In this analysis, we will explore the mtcars dataset,
which contains information about various car models and their
specifications. We will focus on attributes like miles per gallon (mpg),
horsepower (hp), weight (wt), and number of cylinders (cyl). The goal is
to perform data wrangling using dplyr, generate summary
statistics, and visualize relationships between key variables using
ggplot2.
The mtcars dataset is built into R, so no import is
needed. We will start by performing some data wrangling tasks such as
selecting, filtering, and mutating the data.

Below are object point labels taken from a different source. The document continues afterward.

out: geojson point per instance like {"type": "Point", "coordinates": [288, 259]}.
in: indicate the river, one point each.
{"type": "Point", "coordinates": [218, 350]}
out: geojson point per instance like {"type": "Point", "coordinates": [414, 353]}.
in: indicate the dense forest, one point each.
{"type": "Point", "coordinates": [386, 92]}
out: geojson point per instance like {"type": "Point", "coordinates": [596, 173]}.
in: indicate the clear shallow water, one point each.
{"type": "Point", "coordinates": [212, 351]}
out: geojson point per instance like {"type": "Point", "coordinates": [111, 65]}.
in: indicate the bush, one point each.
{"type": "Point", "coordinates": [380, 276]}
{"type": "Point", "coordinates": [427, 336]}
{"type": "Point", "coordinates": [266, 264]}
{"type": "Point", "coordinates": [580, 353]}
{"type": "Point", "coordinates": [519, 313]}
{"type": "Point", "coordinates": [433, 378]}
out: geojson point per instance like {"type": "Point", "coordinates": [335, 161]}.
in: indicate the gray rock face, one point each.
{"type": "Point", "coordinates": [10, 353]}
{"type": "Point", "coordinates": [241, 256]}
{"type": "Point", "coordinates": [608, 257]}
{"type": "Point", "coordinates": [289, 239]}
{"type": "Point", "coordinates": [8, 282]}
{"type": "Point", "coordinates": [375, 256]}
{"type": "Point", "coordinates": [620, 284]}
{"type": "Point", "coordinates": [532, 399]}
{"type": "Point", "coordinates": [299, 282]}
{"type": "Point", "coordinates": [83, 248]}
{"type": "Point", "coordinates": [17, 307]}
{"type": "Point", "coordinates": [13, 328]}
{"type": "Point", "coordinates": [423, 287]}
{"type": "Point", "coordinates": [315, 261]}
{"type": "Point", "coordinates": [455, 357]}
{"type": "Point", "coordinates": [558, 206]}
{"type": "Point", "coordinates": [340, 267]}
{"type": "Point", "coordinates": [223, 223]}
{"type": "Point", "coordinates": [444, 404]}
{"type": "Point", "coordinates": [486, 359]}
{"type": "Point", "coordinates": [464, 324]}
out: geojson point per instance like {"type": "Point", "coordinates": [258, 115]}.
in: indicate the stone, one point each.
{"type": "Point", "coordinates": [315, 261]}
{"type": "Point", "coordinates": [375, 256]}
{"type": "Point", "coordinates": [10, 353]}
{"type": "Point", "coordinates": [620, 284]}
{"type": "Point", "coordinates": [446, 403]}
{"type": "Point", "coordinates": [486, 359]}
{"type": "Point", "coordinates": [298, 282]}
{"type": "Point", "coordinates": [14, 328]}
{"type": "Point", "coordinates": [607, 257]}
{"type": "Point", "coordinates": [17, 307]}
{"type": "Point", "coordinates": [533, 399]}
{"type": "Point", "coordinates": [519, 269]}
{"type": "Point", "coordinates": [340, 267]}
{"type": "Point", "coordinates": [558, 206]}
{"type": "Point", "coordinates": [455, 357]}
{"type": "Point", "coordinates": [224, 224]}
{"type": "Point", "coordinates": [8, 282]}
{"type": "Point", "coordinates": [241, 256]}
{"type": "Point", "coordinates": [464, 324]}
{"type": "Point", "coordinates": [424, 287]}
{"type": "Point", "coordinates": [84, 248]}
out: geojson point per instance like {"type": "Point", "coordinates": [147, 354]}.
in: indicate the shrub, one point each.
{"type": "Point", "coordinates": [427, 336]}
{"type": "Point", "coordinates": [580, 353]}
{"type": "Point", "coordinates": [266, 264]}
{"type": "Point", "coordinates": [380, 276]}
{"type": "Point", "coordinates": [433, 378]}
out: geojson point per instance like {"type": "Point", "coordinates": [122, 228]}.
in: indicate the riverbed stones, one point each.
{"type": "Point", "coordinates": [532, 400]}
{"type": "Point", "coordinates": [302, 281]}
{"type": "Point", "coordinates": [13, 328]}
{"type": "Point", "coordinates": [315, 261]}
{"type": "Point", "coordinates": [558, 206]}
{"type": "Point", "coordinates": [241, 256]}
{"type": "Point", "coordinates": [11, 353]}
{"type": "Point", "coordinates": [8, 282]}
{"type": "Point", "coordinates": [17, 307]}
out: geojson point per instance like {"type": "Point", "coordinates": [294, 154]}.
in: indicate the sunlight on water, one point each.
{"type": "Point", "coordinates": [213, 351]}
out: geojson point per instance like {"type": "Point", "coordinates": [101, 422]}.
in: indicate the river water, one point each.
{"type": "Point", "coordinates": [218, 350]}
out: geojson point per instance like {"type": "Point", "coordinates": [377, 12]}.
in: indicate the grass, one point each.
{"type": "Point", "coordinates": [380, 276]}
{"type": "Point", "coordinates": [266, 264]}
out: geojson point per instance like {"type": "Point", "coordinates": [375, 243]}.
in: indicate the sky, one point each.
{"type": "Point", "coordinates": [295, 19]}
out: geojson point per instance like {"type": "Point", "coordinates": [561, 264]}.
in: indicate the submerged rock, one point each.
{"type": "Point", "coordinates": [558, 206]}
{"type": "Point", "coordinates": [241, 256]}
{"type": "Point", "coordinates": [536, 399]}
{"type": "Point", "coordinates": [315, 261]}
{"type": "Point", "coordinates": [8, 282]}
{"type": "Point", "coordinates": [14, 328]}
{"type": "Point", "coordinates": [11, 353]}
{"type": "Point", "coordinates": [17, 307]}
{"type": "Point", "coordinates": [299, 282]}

# Loading necessary libraries
library(dplyr)
## Warning: package 'dplyr' was built under R version 4.4.2
##
## Attaching package: 'dplyr'
## The following objects are masked from 'package:stats':
##
## filter, lag
## The following objects are masked from 'package:base':
##
## intersect, setdiff, setequal, union
library(ggplot2)
## Warning: package 'ggplot2' was built under R version 4.4.2
# View the first few rows of the mtcars dataset
head(mtcars)
## mpg cyl disp hp drat wt qsec vs am gear carb
## Mazda RX4 21.0 6 160 110 3.90 2.620 16.46 0 1 4 4
## Mazda RX4 Wag 21.0 6 160 110 3.90 2.875 17.02 0 1 4 4
## Datsun 710 22.8 4 108 93 3.85 2.320 18.61 1 1 4 1
## Hornet 4 Drive 21.4 6 258 110 3.08 3.215 19.44 1 0 3 1
## Hornet Sportabout 18.7 8 360 175 3.15 3.440 17.02 0 0 3 2
## Valiant 18.1 6 225 105 2.76 3.460 20.22 1 0 3 1
# Data Wrangling: Selecting, filtering, and mutating
mtcars_clean <- mtcars %>%
select(mpg, hp, wt, cyl, gear) %>% # Selecting specific columns
filter(hp > 100) %>% # Filtering cars with more than 100 horsepower
mutate(mpg_per_1000wt = mpg / (wt / 1000)) # Mutating a new column
# Show the first few rows of the cleaned dataset
head(mtcars_clean)
## mpg hp wt cyl gear mpg_per_1000wt
## Mazda RX4 21.0 110 2.620 6 4 8015.267
## Mazda RX4 Wag 21.0 110 2.875 6 4 7304.348
## Hornet 4 Drive 21.4 110 3.215 6 3 6656.299
## Hornet Sportabout 18.7 175 3.440 8 3 5436.047
## Valiant 18.1 105 3.460 6 3 5231.214
## Duster 360 14.3 245 3.570 8 3 4005.602
# Scatter plot of horsepower vs mpg
ggplot(mtcars_clean, aes(x = hp, y = mpg)) +
geom_point() +
labs(title = "Horsepower vs. Miles per Gallon",
x = "Horsepower",
y = "Miles per Gallon") +
theme_minimal()
# Box plot of mpg by number of cylinders
ggplot(mtcars_clean, aes(x = factor(cyl), y = mpg)) +
geom_boxplot() +
labs(title = "MPG by Number of Cylinders",
x = "Number of Cylinders",
y = "Miles per Gallon") +
theme_minimal()
##summary and interpretation
Horsepower vs. Miles per Gallon (MPG):
There is a negative correlation between horsepower and mpg. Cars with higher horsepower tend to have lower fuel efficiency, as more powerful engines consume more fuel. Cylinders vs. Miles per Gallon (MPG):
Cars with fewer cylinders (e.g., 4-cylinder engines) generally have higher mpg, indicating they are more fuel-efficient. Cars with 6 or 8 cylinders tend to have lower mpg due to higher fuel consumption associated with more powerful engines. Horsepower and Fuel Efficiency:
Higher horsepower generally leads to lower fuel efficiency, confirming the trade-off between performance and mpg. Cylinders and Fuel Efficiency:
4-cylinder cars are more fuel-efficient than 6-cylinder or 8-cylinder cars, reinforcing the idea that smaller engines consume less fuel.